A little tcpdump'ing later showed what was going on!
  • 4-address frames from the extender side was successfully being encrypted and transmitted to the central AP
  • 4-address frames from the central AP were being send, but unencrypted
  • .. so the station dropped them as well, unencrypted when they should've been encrypted.
A little more digging showed the actual problem - the dynamic WDS example scripts are for an open/unencrypted network. If you are using an encrypted network, the central AP side needs to enable privacy on the virtual interfaces so traffic gets encrypted with the parent interface encryption keys. So adding this:

ifconfig $DEV wepmode mixed

.. to the shell script for when an interface was created made everything work.

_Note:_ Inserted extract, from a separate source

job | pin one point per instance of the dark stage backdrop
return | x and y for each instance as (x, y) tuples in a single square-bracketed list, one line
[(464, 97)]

Now, I've only done enough testing to show that indeed it is working. I haven't done anything like pass lots of traffic via iperf, or have a mix of DWDS and normal STA peers, nor actually run it for longer than 5 minutes. I'm sure there will be issues to fix. However - I do need it at home, as I can't see the home AP from the upstairs room (and now you see why I care about DWDS!) and so when I start using it daily I'll fix whatever hilarity ensues.